Third Quarter Results
Total sales for the third quarter ended October 31, 2009 decreased 1% to $749 million, compared to $754 million for the third quarter ended November 1, 2008. Comparable store sales decreased 4% for the third quarter compared to a 7% decline for the same period last year.
Gross profit for the third quarter was $300 million, or 40.1% as a rate to sales, compared to $309 million, or 41.0% as a rate to sales last year. Controlled markdown activity led to a higher merchandise margin, which increased 20 basis points. The gross margin decline of 90 basis points was primarily due to higher rent as a percent to sales, reflecting new store growth and the negative comparable store sales.
Selling, general and administrative expense of $193 million increased 6% from $182 million last year. The increase related to store payroll costs associated with new stores and the accrual of incentive compensation, which was not incurred last year. Cost control initiatives remain a priority and have resulted in savings in the areas of advertising and travel, which leveraged in the quarter. As a rate to sales, SG&A increased to 25.8% from 24.1% last year.
Operating income for the quarter was $70 million, compared to $95 million last year. The operating margin was 9.4% compared to 12.6% last year.
AEO Direct, which includes ae.com, aerie.com, martinandosa.com, and 77kids.com, is an important area of growth and profitability. In the third quarter, sales increased 10%, driven primarily by increased traffic and higher conversion.
During the third quarter, the company opened five aerie stores. The company also closed two AE stores, and completed the renovation of seven AE stores during the quarter. The company closed nine stores through the first three quarters of the year, and expects to close an additional 10 to 20 during the fourth quarter. For the year, the company is planning approximately eight new and 25 remodeled AE stores, and 21 new aerie stores.
Capital expenditures were $33 million compared to $69 million in the third quarter of last year. The company expects 2009 capital expenditures to be in the range of $120 to $130 million.
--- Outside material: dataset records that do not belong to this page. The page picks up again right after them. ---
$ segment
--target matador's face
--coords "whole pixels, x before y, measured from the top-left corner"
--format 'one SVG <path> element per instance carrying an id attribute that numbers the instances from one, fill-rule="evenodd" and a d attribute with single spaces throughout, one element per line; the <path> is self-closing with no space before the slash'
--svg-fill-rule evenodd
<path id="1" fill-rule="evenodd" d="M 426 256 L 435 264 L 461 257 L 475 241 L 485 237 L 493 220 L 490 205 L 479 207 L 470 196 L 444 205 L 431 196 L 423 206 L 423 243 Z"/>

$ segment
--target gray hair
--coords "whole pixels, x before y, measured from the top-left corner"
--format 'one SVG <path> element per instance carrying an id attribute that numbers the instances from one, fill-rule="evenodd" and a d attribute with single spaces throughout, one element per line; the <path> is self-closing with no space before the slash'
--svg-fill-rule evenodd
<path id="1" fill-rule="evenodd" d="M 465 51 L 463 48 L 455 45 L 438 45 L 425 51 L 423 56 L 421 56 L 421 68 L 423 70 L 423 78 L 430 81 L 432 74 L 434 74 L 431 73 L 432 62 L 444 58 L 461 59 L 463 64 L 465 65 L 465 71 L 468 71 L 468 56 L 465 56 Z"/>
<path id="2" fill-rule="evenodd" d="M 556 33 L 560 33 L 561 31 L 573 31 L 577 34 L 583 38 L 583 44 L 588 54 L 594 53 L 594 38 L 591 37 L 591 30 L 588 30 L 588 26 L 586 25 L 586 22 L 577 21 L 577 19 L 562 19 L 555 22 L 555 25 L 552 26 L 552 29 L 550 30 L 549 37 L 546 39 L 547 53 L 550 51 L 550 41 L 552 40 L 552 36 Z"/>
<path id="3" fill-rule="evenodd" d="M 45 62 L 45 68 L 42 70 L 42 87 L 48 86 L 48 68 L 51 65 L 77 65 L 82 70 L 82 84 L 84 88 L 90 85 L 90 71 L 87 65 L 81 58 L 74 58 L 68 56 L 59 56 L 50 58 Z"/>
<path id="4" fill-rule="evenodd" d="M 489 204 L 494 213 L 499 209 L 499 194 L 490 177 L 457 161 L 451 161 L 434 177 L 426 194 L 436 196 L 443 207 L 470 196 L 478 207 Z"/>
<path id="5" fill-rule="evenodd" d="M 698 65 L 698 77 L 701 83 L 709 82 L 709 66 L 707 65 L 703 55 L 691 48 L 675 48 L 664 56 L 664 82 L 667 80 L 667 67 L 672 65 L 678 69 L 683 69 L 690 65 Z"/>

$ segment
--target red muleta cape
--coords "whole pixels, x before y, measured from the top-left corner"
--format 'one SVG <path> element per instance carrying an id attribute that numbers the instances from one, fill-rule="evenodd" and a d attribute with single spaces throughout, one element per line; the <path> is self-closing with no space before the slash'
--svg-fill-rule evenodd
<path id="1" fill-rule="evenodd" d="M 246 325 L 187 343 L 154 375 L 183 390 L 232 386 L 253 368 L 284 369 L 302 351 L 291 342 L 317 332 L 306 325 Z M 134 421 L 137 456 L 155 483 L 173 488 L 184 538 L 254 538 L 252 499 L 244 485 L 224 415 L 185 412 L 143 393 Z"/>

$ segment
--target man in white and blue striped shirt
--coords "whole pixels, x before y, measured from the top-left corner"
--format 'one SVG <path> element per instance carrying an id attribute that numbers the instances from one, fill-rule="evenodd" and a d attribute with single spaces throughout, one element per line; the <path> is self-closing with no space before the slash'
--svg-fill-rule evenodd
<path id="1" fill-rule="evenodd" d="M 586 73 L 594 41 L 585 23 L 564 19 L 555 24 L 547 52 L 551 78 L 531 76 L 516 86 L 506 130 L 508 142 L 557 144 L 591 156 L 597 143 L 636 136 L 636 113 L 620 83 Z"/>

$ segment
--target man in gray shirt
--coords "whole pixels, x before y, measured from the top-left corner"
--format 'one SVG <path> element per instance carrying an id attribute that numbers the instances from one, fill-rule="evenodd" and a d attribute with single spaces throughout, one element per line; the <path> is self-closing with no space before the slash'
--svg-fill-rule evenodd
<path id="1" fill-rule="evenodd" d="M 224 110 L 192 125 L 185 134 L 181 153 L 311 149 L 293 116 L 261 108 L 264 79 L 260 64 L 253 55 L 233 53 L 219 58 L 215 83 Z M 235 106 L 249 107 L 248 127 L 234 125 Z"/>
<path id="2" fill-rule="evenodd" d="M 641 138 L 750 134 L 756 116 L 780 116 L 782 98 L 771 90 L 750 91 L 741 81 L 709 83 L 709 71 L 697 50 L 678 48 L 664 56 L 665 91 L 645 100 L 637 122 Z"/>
Of this amount, approximately one half relates to new and remodeled stores, including a flagship store in Times Square. The remaining half relates to the completion of the current distribution center and headquarters projects, as well as information technology initiatives.
Total merchandise inventory at the end of the third quarter was $425 million, compared to $422 million last year, a 1% increase. The increase was the result of new stores and the growth in AEO Direct. Inventory related to retail stores at cost per foot decreased 3%. Looking ahead, fourth quarter average weekly inventory at cost per foot is planned to increase in the mid single digits, driven by investments in AE denim. Excluding denim, inventory is planned flat at cost per foot.
Cash and Cash Equivalents, Short-term and Long-term Investments
During the quarter, the company generated positive cash flow from operations. Additionally, the company had redemptions of auction rate securities at par totaling $27 million, and reduced demand line borrowings by $25 million during the quarter. The company ended the third quarter with total cash and cash equivalents, short-term and long-term investments of $719 million. This included $206 million of investments in auction rate securities, net of impairment.
Through the first three weeks of November, consolidated comparable store sales declined 5%. Due to the importance of Thanksgiving weekend, the company will provide fourth quarter earnings guidance on Thursday, December 3, along with its November sales announcement.